In Muhuru Bay, Kenya, students are desperate to find any means possible to study. That’s right, STUDY. While so many kids in the U.S. cringe at the mere thought of having to study for their classes, the 400 eighth grade students that I worked with want so badly to achieve. Many sleep at school, using the extra night hours and the kerosene lamps of the school to “prep” for the nationwide exam that determine whether or not they go to high school. It is an exam that essentially, determines their futures. Some kids walk hours to borrow review books from wealthier students; others travel 40 kilometers down battered dirt roads, hitching rides from 5-seater cars smashed with 13 people. They are anxious to get to a commercial center. They want to buy books to study.
Kenyan kids in rural areas are determined to academically succeed.
What I realized, however, is that Kenyan kids living in rural areas, my kids, need a better way to “prep.” (Excuse any use of possessives while talking about students; teachers often become possessive about their students. As educators, we realize that other people’s kids quickly become our own.)
I lived in a hut with an eighth grade boy named Daniel. His father was one of the chiefs of the area, and thus, the family was well off in relation to the community as a whole. But donkeys still brought our water from Lake Victoria, we still had no consistent source of electricity, and we still used firewood and charcoal to heat our food. We were still impoverished. And Daniel, as “well off” as he was in the area, still managed to fail his exit exam from eighth grade, called the Kenyan Certificate of Primary Education exam (or KCPE for short) the first time he took it. He needed a better way to study.
Thus, we thought of the idea of what is now M-Prep, a mobile phone application that is completely aligned to the Kenyan curriculum and that allows students to review for their exams via SMS messaging.
Sure, students don’t have books. But they have phones.
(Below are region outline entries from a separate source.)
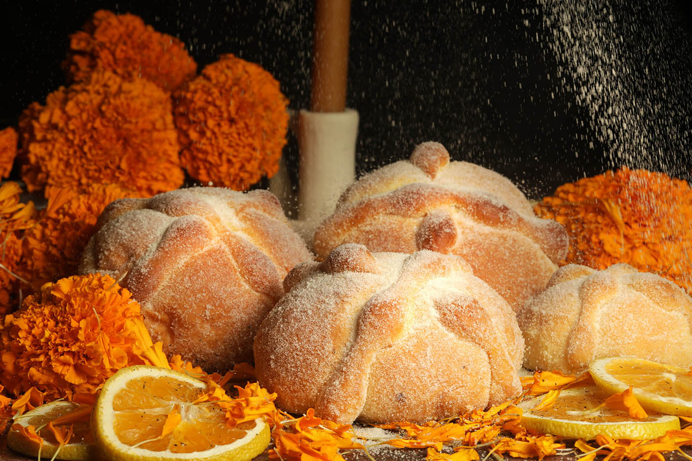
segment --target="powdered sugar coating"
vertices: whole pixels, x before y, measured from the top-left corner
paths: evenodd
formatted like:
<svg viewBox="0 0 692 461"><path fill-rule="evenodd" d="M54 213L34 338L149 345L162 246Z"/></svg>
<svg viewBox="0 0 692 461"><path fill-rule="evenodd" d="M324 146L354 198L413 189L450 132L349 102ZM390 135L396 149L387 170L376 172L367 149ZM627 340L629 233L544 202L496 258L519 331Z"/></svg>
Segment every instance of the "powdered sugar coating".
<svg viewBox="0 0 692 461"><path fill-rule="evenodd" d="M154 341L206 370L252 360L260 323L282 281L311 260L276 198L191 188L109 205L86 246L82 273L129 289Z"/></svg>
<svg viewBox="0 0 692 461"><path fill-rule="evenodd" d="M628 264L561 267L517 316L527 368L579 373L612 356L692 365L692 298Z"/></svg>
<svg viewBox="0 0 692 461"><path fill-rule="evenodd" d="M347 244L284 285L254 345L260 383L284 410L423 422L520 390L514 313L459 257Z"/></svg>
<svg viewBox="0 0 692 461"><path fill-rule="evenodd" d="M315 233L314 248L324 257L347 242L373 251L462 256L515 310L545 287L567 249L562 226L536 217L509 179L450 162L444 147L432 142L417 146L410 161L383 167L344 192Z"/></svg>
Every single student I asked in every rural Kenyan village I visited said that s/he had access to a phone, usually a parent’s phone. That’s great news.
M-Prep is different from other educational technologies in rural developing areas because it does not focus on “giving” or providing free technological products. It focuses on providing a service on devices that students already have or have access to.
M-Prep offers access to educational review in a way that completely fits with the Kenyan National Curriculum. It is designed by teachers and is meant to supplement their learning. M-Prep is affordable, allowing students to pick and choose which subjects on which particular weeks students need to review. Kids don’t have to buy expensive books or travel long distances to get it. And M-Prep is fun. Had Daniel, or another student that failed their KCPE exam, been able to study on his parent’s mobile phone, he probably would have spent a lot more time reviewing. Phones are like toys. Kids love them.
Accessible, affordable, fun.
So, why is this all so important to social capital markets? Why should people care? From what I know after living and working in Kenya since 2008, Kenyan students: A.) Want to succeed and B.) Don’t have the means to do so. When you provide access to education in communities that are considered “hardship” or “remote,” the communities develop. Students learn how to help their communities and find ways to develop the community from within. And while infrastructure is great, and health is important, education spawns social entrepreneurs, like all the people attending SOCAP.
Education develops communities. We should care about that.